First invocation of complex thrust function has extended delay. Why?

robosmith · August 13, 2019, 6:52pm

With a complex Cuda Dynamic Parallelism thrust function being launched by cudaLaunchKernel, the NV Profiler is showing an extended delay (1+ sec) for the first invocation, but cudaLaunchKernel does not even show for subsequent launches. Subsequent invocations show a total of < 0.4 sec for execution of these functions.

I can only speculate that this is due to loading thrust libraries, as I’ve not seen it happen with custom kernels.

Does anyone here know why this happens? Is there some way to pre-load thrust libraries to cut this delay during operation?

Robert_Crovella · August 13, 2019, 7:05pm

thrust is a template/header library. There are no compiled libraries (at least, none associated purely with thrust) to load.

robosmith · August 13, 2019, 8:58pm

Thanks Robert. So any idea why the first invocation takes over twice as long to execute?

robosmith · August 13, 2019, 9:03pm

When I add a dummy call during initialization, the same first call in the stream takes as long as subsequent calls. AKA < 0.4 sec.

Robert_Crovella · August 13, 2019, 9:36pm

The first CUDA call usually incurs overhead.

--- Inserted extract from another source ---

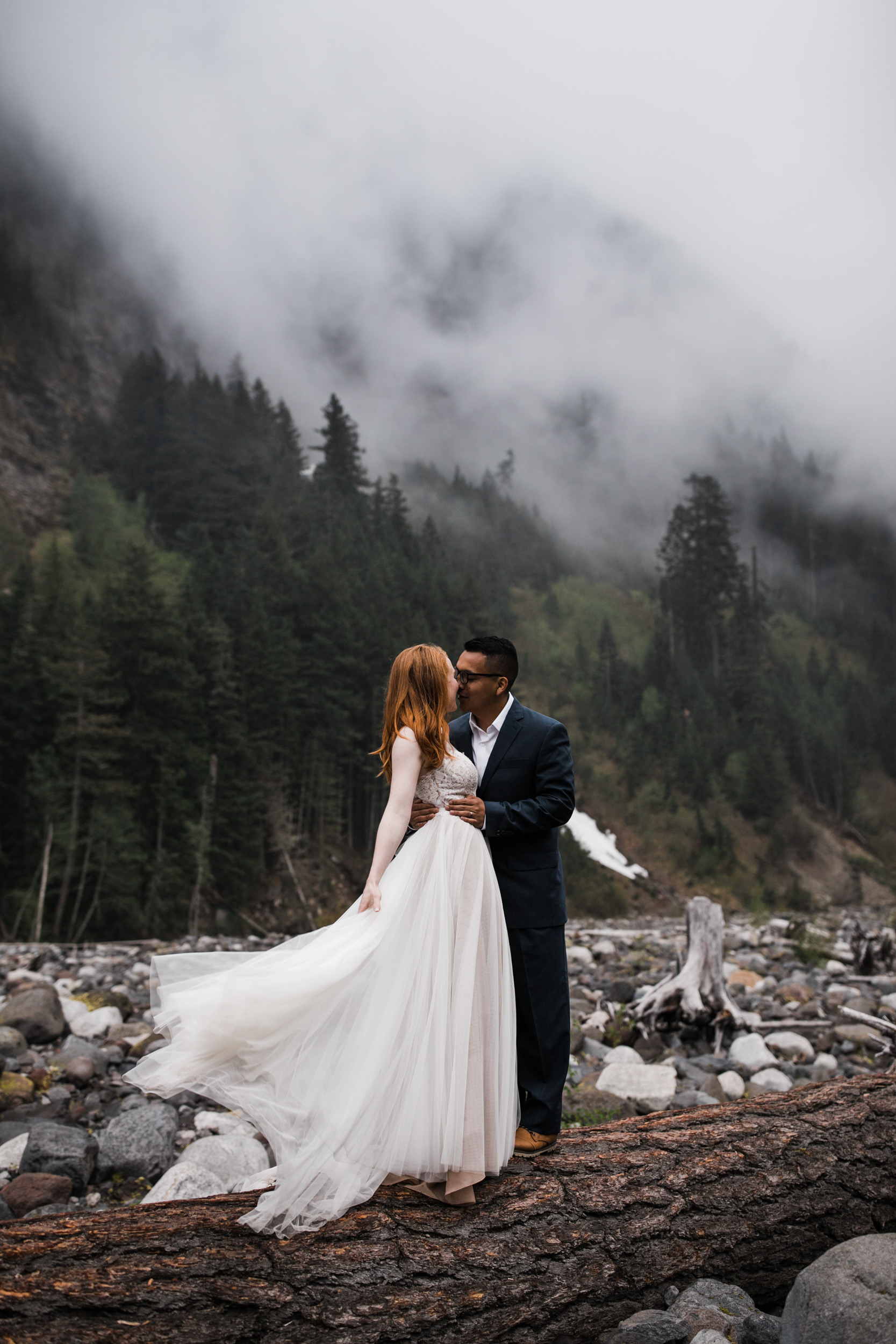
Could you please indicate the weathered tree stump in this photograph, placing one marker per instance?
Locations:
(555, 1250)
(699, 991)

That sounds like what you are running into.

I’m not able to explain much without a complete sample code to look at.

robosmith · August 13, 2019, 10:01pm

Ok, that makes sense. I’m just not used to seeing anything like 2x execution time with custom kernels.

Does thrust normally have that much more overhead for the initial invocation?

Related to complexity?

Robert_Crovella · August 13, 2019, 10:47pm

I’m mainly referring to CUDA here, not thrust. CUDA very often has a start up delay that can be a large fraction of a second or larger. It isn’t unique or specific to thrust. Since thrust uses cuda, if the first thing GPU-wise that your code does is some thrust function, then that may “absorb” the CUDA start up delay.

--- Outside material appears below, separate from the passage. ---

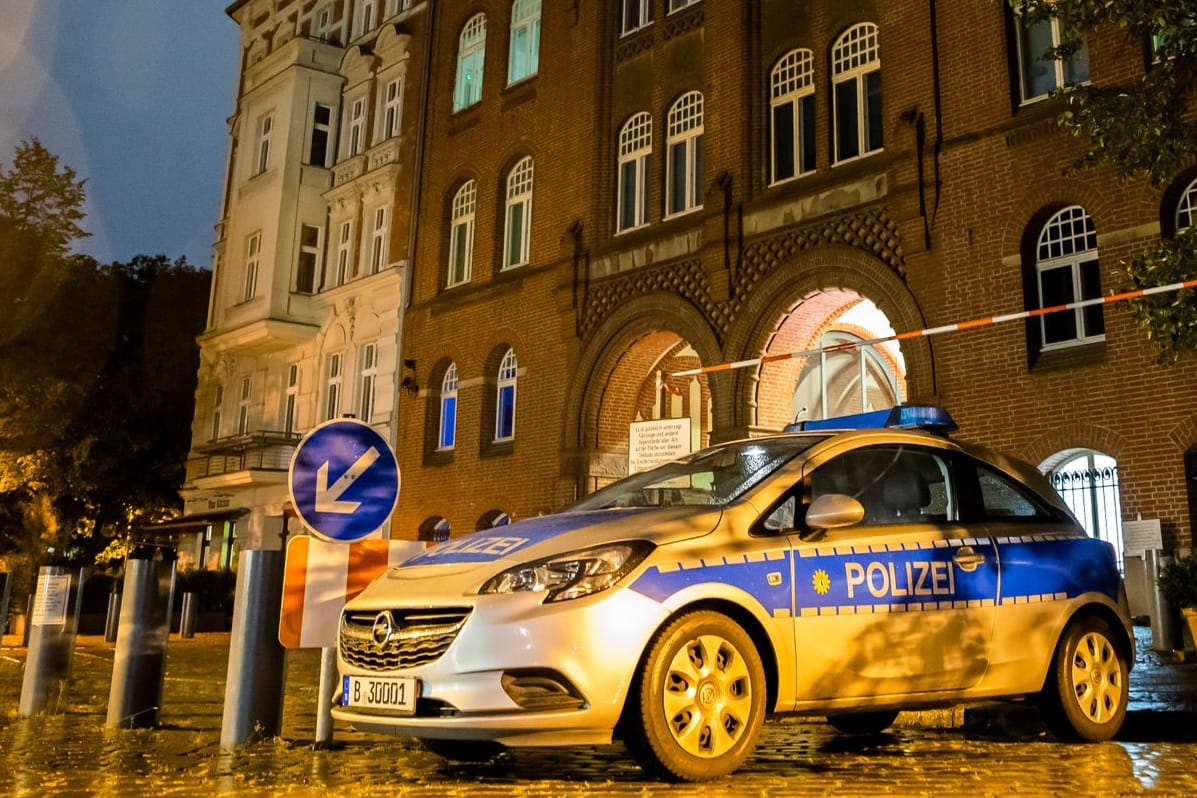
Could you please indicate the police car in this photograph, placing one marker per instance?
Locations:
(846, 573)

This is just conjecture. There are many questions on the forums that pertain to CUDA start up delay.

robosmith · August 14, 2019, 6:02am

In this case, there are numerous calls to small custom cuda kernels among many cudaMalloc & cudaMemcpyAsync calls prior to the cudaLaunchKernel CDP thrust function that is exhibiting the >2x delay, which is why I suspected loading thrust libraries.

I guess I don’t understand what constitutes cuda startup which normally exhibits substantial delay.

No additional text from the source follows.